Coffee cake is the classic tea time treat. This recipe for a coffee pistachio cake features a moist coffee sponge with a nutty pistachio buttercream. The buttercream is whipped until perfectly smooth and creamy and finished with a coffee syrup glaze.
As much as I adore a good coffee cake, the traditional cake can at times seem the uninspired choice. Coffee and walnut cake is ubiquitous in British cafes and supermarkets, so I’ve attempted to give the bake a little lift. Pistachios are much underused, yet they add a beautiful salty creaminess to cakes and sweet treats alike. I’ve also added a generous amount of coffee to make a strongly flavoured sponge. This, combined with the spiciness of nutmeg and cinnamon makes for a distinctly maturer tasting cake.
The ingredients & method
To make the sponge extra light and moist I’ve used the vegan equivalent of buttermilk – oat milk and lemon juice. The acid reacts with the bicarbonate of soda to create an airy, light texture. I like to use equal quantities of caster and light muscovado sugar in a lot of my bakes. I find muscovado adds deep toffee like notes that really enrich a cakes flavour.
To get the perfect crumb to your coffee pistachio cake, cream the margarine and sugar on high until light and pale, approximately 3 minutes. It is imperative that you gently fold in the remaining ingredients to ensure you don’t remove all the air you have just whipped into the cake.
I’m a coffee fiend so I often enjoy this cake alongside an espresso for that extra dose of coffee. Best consumed early in the morning to get that caffeine hit all day long; plus it’s another excuse to eat cake for breakfast.

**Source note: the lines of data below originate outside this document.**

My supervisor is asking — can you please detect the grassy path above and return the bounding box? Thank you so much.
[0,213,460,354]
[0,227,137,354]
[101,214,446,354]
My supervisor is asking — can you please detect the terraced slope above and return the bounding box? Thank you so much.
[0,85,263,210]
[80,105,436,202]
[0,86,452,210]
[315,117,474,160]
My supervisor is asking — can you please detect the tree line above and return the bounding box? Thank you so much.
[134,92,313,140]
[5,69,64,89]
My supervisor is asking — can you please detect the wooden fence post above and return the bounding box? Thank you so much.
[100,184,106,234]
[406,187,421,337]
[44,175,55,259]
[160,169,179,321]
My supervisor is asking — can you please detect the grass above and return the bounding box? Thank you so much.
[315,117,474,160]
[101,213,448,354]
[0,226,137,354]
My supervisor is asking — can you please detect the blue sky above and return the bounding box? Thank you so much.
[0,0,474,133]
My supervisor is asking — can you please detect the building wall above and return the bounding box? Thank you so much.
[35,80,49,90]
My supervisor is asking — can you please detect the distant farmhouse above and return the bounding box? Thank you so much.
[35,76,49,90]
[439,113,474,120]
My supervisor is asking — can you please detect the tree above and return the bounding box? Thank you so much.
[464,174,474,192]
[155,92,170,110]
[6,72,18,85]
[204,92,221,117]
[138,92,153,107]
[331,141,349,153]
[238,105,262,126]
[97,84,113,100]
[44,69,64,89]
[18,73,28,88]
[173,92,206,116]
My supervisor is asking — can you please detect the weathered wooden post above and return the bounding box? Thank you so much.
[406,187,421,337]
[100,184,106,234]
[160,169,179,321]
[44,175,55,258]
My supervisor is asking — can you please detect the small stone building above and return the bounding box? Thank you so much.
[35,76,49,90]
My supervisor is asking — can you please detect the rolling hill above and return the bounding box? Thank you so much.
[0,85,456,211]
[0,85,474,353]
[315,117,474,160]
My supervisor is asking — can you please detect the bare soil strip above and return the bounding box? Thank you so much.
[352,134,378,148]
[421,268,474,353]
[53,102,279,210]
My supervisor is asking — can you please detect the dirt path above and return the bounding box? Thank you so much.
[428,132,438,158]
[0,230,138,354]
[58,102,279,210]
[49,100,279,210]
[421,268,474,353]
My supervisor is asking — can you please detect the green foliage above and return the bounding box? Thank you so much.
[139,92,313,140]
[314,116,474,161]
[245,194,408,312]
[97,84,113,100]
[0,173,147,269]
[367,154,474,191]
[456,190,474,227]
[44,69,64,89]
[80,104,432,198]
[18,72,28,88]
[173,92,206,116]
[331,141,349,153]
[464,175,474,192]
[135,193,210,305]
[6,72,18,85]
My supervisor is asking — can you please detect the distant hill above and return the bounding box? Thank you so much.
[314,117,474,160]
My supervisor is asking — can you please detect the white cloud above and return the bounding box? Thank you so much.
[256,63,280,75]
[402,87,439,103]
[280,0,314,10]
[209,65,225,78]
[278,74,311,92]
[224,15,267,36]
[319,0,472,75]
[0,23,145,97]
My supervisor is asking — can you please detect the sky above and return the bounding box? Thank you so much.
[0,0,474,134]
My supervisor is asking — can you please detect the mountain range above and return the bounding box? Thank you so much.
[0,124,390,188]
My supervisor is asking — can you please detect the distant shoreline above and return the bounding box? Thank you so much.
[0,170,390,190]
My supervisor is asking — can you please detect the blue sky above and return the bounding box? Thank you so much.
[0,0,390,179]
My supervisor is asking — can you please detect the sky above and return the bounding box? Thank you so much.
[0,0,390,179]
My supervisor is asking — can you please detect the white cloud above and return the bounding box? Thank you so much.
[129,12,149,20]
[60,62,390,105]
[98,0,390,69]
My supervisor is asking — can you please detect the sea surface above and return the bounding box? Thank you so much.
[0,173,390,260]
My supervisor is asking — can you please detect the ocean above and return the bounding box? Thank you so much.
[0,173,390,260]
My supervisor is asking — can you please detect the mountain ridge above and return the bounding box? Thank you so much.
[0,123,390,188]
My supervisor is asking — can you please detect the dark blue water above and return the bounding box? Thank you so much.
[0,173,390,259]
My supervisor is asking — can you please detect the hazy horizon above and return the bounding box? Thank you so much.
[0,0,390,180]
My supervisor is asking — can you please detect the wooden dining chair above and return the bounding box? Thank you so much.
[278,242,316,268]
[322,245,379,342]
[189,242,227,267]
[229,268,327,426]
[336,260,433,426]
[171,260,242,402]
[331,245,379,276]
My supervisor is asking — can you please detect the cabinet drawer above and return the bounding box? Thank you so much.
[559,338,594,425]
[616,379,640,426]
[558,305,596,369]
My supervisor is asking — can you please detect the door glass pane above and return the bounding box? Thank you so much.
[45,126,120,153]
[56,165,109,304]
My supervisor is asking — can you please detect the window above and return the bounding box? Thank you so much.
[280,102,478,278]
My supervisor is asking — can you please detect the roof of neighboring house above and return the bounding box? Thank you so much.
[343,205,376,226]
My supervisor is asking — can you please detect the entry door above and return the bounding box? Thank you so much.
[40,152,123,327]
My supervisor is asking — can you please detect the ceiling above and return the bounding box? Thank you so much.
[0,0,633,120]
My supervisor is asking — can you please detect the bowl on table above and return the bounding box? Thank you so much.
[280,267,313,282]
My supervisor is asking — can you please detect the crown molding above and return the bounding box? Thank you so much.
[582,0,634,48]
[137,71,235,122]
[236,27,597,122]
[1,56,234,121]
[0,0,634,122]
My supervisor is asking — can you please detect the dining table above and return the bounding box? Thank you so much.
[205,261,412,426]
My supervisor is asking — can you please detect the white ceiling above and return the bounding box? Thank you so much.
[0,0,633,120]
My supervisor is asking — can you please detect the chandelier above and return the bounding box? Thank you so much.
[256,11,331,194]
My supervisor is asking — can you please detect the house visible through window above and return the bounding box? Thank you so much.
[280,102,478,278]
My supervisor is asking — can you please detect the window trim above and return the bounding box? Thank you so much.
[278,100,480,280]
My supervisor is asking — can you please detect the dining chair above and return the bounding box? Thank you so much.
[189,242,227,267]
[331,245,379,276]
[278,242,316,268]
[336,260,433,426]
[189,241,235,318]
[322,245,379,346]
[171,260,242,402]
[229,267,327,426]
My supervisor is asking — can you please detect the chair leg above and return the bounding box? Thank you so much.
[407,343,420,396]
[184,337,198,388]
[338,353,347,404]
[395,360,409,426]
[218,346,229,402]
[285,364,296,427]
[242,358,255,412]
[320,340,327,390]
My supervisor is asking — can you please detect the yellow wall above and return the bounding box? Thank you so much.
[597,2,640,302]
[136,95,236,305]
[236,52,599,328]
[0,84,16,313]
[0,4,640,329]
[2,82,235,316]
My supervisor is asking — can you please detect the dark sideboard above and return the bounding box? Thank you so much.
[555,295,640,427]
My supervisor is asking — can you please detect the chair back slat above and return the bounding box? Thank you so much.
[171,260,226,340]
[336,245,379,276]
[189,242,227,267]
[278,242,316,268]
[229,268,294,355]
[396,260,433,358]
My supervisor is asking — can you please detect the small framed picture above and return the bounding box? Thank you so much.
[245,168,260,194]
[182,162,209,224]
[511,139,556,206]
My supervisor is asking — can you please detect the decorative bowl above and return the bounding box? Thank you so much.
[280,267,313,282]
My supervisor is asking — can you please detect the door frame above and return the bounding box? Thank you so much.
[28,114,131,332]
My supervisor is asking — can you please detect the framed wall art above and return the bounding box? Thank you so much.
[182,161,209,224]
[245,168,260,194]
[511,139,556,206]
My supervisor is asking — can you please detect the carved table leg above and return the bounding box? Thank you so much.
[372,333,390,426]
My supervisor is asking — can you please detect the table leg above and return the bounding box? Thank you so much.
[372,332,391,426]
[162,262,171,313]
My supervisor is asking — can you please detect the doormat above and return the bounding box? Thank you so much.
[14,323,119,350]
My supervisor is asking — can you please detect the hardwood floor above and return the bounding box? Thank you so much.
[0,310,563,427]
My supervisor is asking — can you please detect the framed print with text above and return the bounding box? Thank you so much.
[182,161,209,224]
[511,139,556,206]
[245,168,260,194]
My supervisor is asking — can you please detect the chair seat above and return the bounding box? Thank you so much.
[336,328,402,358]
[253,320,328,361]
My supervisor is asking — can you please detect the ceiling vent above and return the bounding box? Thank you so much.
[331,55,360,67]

Leave a comment and let me know how you get on making this coffee pistachio cake. I’d love to see your creations over on instagram!
More bakes and sweet treats
Coffee pistachio cake
Equipment
- Food processor
- Electric whisk
Ingredients
For the sponge
- 150 mls unsweetened oat milk
- 1 tsp lemon juice
- 90 g caster sugar
- 90 g light muscovado sugar
- 80 g margarine
- 180 g plain flour
- Generous pinch of cinnamon
- Pinch of nutmeg
- 2 tsp baking powder
- 1/2 tsp baking soda
- 2.5 tbsp instant coffee dissolved in 1tbsp hot water
For the buttercream
- 75 g vegetable shortening room temperature
- 75 g margarine room temperature
- 215 g icing sugar
- 100 g pistachios
- 1 tsp vanilla
- 1.5 tbsp oat milk
- 1/4 tsp salt
For the coffee glaze
- 1/2 tbsp coffee
- 1/2 tbsp water
- 75 g caster sugar
- 10 g margarine
- 1 tbsp oat milk
- 50 g chopped toasted pistachios to decorate
Instructions
- Lightly grease and line 2 x 18.5cm / 7.25" sandwich tins. Pre heat the oven to 180/ 160 fan / gas 4.
- Make the buttermilk by whisking the lemon into the oat milk, then set aside.
- Sift the sugar to remove any large clumps. Use an electric whisk on high to cream the margarine and sugar until light and pale and fluffy, approximately 3 minutes.
- Mix in the buttermilk. Then gently fold in the sifted flour, nutmeg, cinnamon, baking powder and bicarbonate of soda. Finally fold in the dissolved coffee.
- Divide the cake mixture between the 2 tins. Bake for 25 minutes on the middle shelf.
- Remove from the oven and cool for 5 minutes in the tin. Carefully turn the sponges out onto a wire rack and allow to cool completely.
- To make the coffee glaze, add the coffee, water and sugar to a saucepan and bring to a boil. While the syrup is vigorously bubbling, continuously stir for 2 minutes. Turn off the heat and stir in the margarine and oat milk. Pour into a heat proof bowl and leave to cool.
- To make the buttercream, in a mixing bowl use an electric whisk to cream the vegetable shortening and margarine. Sift in the icing sugar in thirds, mixing well between each addition. Mix in the vanilla, oat milk and salt. Blend 100g pistachios in a coffee grinder or food processor until fine, then stir into the buttercream.
- Lightly toast the remaining whole pistachios by adding to a pan over a moderate heat. Toast for 3-4 minutes and lightly browned. To assemble the cake, spread half the buttercream over one sponge and gently place the second on top. Spread over the remaining buttercream and drizzle over the coffee glaze. Finish by decorating the cake with the toasted pistachios.